Nach Wortlaut und Regelungssystem der DKR 1001l sind Spontanatmungsstunden nur dann als Beatmungsstunden mitzuzählen, wenn der Wechsel von Beatmung und Spontanatmung in einer Phase der Entwöhnung erfolgt. Diese Phase ist durch den Einsatz einer Methode der Entwöhnung und das Ziel geprägt, den Patienten vom Beatmungsgerät zu entwöhnen [..]. Hingegen setzt DKR 1001l nach den vorgenannten Bestimmungen für die Berücksichtigung von Spontanatmungsstunden nicht voraus, dass der Patient dieses Ziel während des stationären Aufenthalts oder auch nur zu irgendeinem Zeitpunkt danach im Sinne einer stabilen respiratorischen Situation erreicht. Vielmehr geht DKR 1001l ausdrücklich davon aus, das es mehrere Entwöhnungsversuche geben kann. Die Norm fordert aber nicht, dass der letzte der Versuche erfolgreich sein muss, um die vorangegangenen Spontanatmungsstunden berücksichtigen zu können.
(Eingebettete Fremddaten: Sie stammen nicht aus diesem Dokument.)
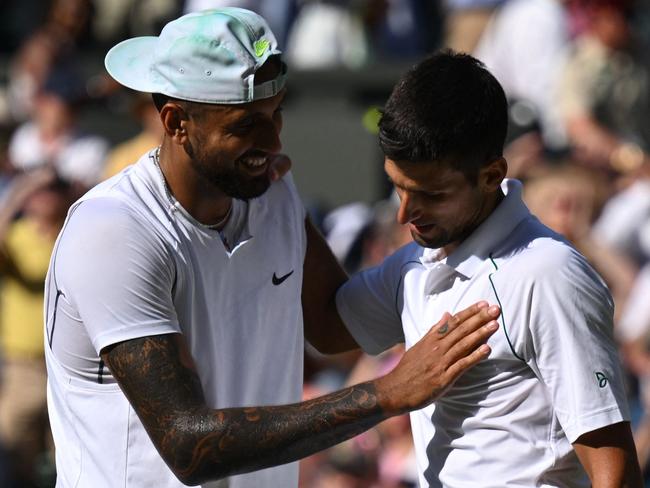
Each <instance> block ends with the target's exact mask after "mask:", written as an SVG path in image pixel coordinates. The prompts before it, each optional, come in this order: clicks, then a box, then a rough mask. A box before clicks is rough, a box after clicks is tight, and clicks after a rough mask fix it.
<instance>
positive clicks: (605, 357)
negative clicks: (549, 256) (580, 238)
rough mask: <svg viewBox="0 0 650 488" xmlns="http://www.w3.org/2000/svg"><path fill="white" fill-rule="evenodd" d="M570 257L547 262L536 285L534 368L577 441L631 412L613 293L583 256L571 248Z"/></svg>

Ein immer mögliches gänzliches oder teilweises Scheitern der Entwöhnungsbeatmung ist gerade nicht Regelungsgegenstand von DKR 1001l. Regelungssystematisch liegt insoweit auch keine Lücke vor. Fehlt es an den Voraussetzungen des Beendigungsereignisses der erfolgreichen Entwöhnung, sind die verbleibenden Beendigungsereignisse zur Bestimmung des Endes der Beatmungsperiode maßgeblich, also Extubation, Entlassung, Tod oder Verlegung.